The increasing complexity of learning algorithms and deep neural networks, combined with size of data and parameters, has made it challenging to exploit existing large-scale data processing pipelines for training and inference. Vartika Singh, Marton Balassi, Steven Totman, and Juan Yu outline approaches for preprocessing, training, inference, and deployment across datasets (time series, audio, video, text, etc.) that leverage Spark, its extended ecosystem of libraries, and deep learning frameworks. Vartika, Marton, Steven, and Juan walk you through different tools and frameworks, ranging from Spark for preprocessing to deep learning frameworks for training and inference, targeting the nuances in the datasets as they relate to algorithm optimization techniques, frameworks, and scale.
Vartika Singh is a field data science architect at Cloudera. Previously, Vartika was a data scientist applying machine learning algorithms to real-world use cases ranging from clickstream to image processing.
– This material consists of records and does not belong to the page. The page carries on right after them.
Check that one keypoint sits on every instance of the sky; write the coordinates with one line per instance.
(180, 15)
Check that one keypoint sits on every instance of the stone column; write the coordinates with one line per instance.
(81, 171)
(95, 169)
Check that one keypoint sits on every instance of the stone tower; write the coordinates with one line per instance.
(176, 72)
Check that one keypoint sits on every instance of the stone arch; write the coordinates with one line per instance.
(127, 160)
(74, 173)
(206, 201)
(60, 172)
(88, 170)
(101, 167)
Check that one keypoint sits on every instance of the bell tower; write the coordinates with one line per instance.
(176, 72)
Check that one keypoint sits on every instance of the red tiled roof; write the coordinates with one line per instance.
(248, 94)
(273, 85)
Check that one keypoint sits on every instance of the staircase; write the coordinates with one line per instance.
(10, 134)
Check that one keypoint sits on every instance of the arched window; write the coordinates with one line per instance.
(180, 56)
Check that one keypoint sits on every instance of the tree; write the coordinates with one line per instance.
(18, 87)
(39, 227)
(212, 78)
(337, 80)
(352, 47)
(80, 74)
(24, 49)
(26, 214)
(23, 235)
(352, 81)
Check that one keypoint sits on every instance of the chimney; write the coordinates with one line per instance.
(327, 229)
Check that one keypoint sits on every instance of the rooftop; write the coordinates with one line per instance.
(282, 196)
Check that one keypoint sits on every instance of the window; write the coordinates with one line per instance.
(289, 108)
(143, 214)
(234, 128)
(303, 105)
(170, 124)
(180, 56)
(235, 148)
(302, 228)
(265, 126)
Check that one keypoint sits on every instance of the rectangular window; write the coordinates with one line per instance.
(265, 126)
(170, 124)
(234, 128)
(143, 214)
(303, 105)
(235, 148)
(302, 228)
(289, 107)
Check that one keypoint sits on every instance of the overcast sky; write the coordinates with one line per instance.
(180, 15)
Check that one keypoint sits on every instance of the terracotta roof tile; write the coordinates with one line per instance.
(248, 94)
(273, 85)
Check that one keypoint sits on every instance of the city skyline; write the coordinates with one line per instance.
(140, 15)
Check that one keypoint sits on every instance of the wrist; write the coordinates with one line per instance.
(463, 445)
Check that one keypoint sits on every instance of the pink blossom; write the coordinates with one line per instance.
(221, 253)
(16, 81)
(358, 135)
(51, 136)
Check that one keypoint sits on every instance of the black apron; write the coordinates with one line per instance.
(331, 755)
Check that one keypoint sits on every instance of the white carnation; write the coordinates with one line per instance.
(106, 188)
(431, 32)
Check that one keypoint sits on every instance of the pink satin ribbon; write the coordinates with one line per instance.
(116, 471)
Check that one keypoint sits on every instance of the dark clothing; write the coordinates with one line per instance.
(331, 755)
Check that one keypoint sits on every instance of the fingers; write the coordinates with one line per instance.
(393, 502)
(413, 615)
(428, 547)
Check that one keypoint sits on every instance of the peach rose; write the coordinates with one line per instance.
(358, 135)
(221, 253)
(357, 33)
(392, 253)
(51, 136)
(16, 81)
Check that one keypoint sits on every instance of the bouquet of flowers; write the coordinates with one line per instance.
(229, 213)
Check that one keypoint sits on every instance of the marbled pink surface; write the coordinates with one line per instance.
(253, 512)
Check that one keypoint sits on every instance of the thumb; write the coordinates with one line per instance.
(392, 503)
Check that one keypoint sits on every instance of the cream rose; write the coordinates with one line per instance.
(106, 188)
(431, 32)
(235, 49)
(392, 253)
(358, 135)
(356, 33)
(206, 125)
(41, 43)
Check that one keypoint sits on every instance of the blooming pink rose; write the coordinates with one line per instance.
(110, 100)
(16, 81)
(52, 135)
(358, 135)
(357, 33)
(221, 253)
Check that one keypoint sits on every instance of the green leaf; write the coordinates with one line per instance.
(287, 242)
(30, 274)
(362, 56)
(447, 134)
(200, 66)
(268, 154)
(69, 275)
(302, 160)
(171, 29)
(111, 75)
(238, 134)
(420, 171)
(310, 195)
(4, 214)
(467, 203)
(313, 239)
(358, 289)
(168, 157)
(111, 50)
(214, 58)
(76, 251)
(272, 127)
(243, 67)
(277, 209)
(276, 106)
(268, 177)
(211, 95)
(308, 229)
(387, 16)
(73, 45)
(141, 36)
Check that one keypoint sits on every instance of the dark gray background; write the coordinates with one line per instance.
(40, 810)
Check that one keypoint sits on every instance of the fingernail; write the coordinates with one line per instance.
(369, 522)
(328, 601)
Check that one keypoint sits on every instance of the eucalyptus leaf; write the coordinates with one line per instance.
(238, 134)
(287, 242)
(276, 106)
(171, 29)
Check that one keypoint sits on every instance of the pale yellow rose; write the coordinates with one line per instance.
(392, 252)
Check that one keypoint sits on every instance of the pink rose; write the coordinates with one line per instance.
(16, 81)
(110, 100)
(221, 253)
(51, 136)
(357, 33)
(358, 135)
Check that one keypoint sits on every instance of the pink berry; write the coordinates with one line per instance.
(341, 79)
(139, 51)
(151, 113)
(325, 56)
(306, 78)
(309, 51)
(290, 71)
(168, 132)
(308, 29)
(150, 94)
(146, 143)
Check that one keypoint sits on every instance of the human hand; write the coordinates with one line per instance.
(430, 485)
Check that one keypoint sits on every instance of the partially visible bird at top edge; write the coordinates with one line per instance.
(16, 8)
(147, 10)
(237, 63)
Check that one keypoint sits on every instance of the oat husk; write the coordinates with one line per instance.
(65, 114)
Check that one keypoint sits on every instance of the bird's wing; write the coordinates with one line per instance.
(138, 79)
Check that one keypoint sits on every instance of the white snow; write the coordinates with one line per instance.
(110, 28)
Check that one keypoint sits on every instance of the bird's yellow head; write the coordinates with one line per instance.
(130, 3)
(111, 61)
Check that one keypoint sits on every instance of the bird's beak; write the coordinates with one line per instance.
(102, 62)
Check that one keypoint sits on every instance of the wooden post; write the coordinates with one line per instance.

She has 12 years of experience designing and developing solutions and frameworks utilizing machine learning techniques.
Juan Yu is a software engineer at Cloudera working on the Impala project, where she helps customers investigate, troubleshoot, and resolve escalations and analyzes performance issues to identify bottlenecks, failure points, and security holes. Juan also implements enhancements in Impala to improve customer experience. Previously, Juan was a software engineer at Interactive Intelligence and held developer positions at Bluestreak, Gameloft, and Engenuity.
Marton Balassi is a solutions architect at Cloudera, where he focuses on data science and stream processing with big data tools. Marton is a PMC member at Apache Flink and a regular contributor to open source. He is a frequent speaker at big data-related conferences and meetups, including Hadoop Summit, Spark Summit, and Apache Big Data.
Steven Totman is the financial services industry lead for Cloudera’s Field Technology Office, where he helps companies monetize their big data assets using Cloudera’s Enterprise Data Hub. Prior to Cloudera, Steve ran strategy for a mainframe-to-Hadoop company and drove product strategy at IBM for DataStage and Information Server after joining with the Ascential acquisition. He architected IBM’s Infosphere product suite and led the design and creation of governance and metadata products like Business Glossary and Metadata Workbench. Steve holds several patents for data-integration and governance/metadata-related designs.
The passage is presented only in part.